Sarkar is currently a faculty member at the University of Texas at Austin, having previously received a bachelor’s degree from Columbia University and a master’s degree and doctorate from the University of Chicago. He is a highly cited philosopher, notably for founding systematic conservation planning within conservation biology and working in varieties of reductionism. The lecture highlighted his background both in biology and philosophy, grappling with the scientific technicalities of the Human Genome Project and the societal outcomes of its results.

The project’s origins began with the Atomic Energy Commission, which monitored survivors of the Hiroshima and Nagasaki nuclear bombs dropped in 1945 and their descendents. The commission expected to see an increased rate of mutations, but these mutations did not materialize and the commission concluded that a finer resolution map of the genome was needed in order to locate the missing mutations. The Human Genome Project was then proposed in the 1980s, and formally launched in 1990.

Sarkar was a critic of the project, one of many opponents of the proposal. Objections were based on intellectual, religious, ethical and policy grounds. Prospects of genetic discrimination stimulated fear of eugenics, privacy issues and insurance denial based on genetic predisposition. Religious leaders called for concern of the project encouraging abortions and “playing God,” while scientists were opposed to the amount of resources taken away from other areas of biological research.

However, promises of medical potential convinced the U.S. Congress to fund the project. The project promised that treatments could be personalized and medical care catered to specific genotypes, and that the “war against cancer” could be won.

These promises did not materialize. Sarkar maintains that there has been no medical benefit due to the Human Genome Project, and its impact is basically irrelevant in the health field. Public health concerns have not become problems due to policy reforms passed protecting genetic privacy.

Sarkar does not mean this to  indicate that the project has been useless. Surprise after surprise came from the results the project, which officially ended in 2003. Scientists discovered that the amount of genes in an organism’s DNA does not translate into complexity (for example, rice has more genes than a person) and the amount of genes in a human is dramatically less than expected (100,000 was hypothesized, and the current estimation is 21,000). Even more surprising, only one percent of a healthy genome appears to have a function in the body, and the rest of the genetic information is considered “junk DNA.” Sarkar pointed out, “There are creationists who point out how well designed organisms are to argue for the existence of God, but no intelligent designer would design a genome where 99 percent is entirely waste.”

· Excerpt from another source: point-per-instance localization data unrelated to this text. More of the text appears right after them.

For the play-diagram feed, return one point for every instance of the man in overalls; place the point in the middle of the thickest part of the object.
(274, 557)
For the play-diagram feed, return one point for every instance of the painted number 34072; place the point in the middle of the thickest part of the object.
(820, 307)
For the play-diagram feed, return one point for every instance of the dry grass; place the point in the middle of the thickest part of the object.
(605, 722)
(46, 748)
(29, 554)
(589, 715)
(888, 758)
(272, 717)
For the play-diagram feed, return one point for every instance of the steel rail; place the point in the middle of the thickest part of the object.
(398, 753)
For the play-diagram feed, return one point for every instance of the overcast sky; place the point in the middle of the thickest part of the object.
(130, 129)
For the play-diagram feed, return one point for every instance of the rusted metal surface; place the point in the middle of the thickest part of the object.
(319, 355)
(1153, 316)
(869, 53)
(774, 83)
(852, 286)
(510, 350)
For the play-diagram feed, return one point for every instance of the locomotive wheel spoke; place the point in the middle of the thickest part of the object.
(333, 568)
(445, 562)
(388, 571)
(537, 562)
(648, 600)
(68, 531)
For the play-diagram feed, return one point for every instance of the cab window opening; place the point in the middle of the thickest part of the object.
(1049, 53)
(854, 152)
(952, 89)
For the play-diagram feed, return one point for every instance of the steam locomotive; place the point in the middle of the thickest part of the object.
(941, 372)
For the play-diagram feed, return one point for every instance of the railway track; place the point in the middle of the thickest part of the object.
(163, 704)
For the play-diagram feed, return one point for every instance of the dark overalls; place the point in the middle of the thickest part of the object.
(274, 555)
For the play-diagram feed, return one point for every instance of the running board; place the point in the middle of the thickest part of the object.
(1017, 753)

He went on to the philosophical implications of assuming the line of thought that “nature can be equated to biological, which is assumed to be inherited, which can than be inferred as genetic,” arguing that the relationship between genes and the environment is far more integrated than the common “nature versus nurture” reasoning.

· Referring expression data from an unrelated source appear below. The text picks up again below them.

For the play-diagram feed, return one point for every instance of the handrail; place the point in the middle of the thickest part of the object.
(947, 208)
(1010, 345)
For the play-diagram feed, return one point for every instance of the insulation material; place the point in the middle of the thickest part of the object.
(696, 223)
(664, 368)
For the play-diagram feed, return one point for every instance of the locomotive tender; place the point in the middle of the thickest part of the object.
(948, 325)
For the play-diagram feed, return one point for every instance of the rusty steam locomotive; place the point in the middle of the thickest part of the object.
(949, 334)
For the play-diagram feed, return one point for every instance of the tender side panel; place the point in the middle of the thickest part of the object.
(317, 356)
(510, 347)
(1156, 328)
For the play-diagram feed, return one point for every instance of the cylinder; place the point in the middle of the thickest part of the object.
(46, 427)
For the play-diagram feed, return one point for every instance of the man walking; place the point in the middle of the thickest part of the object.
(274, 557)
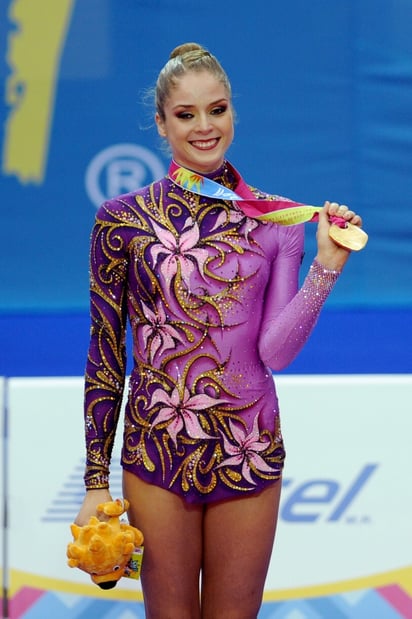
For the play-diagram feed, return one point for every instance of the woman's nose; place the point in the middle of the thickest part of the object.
(203, 123)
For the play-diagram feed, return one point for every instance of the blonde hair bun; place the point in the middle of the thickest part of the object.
(180, 50)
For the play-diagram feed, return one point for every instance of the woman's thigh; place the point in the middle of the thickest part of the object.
(238, 541)
(172, 549)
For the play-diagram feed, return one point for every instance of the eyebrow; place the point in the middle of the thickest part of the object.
(189, 105)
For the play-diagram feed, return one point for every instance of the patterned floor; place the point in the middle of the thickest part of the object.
(384, 603)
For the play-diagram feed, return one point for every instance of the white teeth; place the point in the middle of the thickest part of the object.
(207, 144)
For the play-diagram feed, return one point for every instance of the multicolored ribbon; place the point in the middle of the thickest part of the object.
(280, 210)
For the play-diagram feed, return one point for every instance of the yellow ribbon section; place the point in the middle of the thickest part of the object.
(34, 50)
(291, 216)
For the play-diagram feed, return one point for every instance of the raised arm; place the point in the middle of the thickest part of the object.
(290, 315)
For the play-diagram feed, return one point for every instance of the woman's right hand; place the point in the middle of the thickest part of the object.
(90, 503)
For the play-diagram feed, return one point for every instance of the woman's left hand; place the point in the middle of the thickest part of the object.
(331, 255)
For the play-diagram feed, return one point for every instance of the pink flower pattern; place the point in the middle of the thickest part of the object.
(181, 252)
(159, 335)
(246, 451)
(181, 411)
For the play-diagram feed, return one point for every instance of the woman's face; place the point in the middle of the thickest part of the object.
(198, 122)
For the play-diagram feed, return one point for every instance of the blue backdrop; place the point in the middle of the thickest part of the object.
(323, 95)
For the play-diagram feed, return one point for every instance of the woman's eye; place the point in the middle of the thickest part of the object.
(219, 110)
(184, 115)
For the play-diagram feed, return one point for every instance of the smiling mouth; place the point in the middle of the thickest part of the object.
(205, 144)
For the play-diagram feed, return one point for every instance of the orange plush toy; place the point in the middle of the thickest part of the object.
(105, 548)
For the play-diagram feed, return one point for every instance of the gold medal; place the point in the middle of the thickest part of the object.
(351, 237)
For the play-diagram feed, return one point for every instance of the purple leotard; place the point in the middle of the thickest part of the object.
(212, 300)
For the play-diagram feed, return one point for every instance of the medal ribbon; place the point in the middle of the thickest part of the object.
(278, 209)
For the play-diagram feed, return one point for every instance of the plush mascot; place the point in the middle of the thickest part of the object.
(106, 549)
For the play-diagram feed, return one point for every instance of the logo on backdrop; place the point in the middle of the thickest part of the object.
(119, 169)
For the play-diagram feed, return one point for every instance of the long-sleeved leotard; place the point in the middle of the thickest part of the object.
(213, 303)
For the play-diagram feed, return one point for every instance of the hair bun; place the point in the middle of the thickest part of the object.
(185, 48)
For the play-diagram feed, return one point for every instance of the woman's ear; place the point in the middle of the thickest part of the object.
(160, 125)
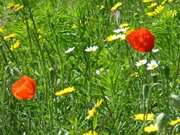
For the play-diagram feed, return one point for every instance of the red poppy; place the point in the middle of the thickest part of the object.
(24, 88)
(141, 40)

Sarkar recognized that while the Human Genome Project did not accomplish its original goals, its findings have had a massive impact on genetics, saying that, “If anyone had predicted before 2000 that the genome is as weird as it has turned out to be, no one would have believed that person.” He concluded that due to the findings of the Human Genome Project, “nature versus nurture does not make sense in the light of modern biology.”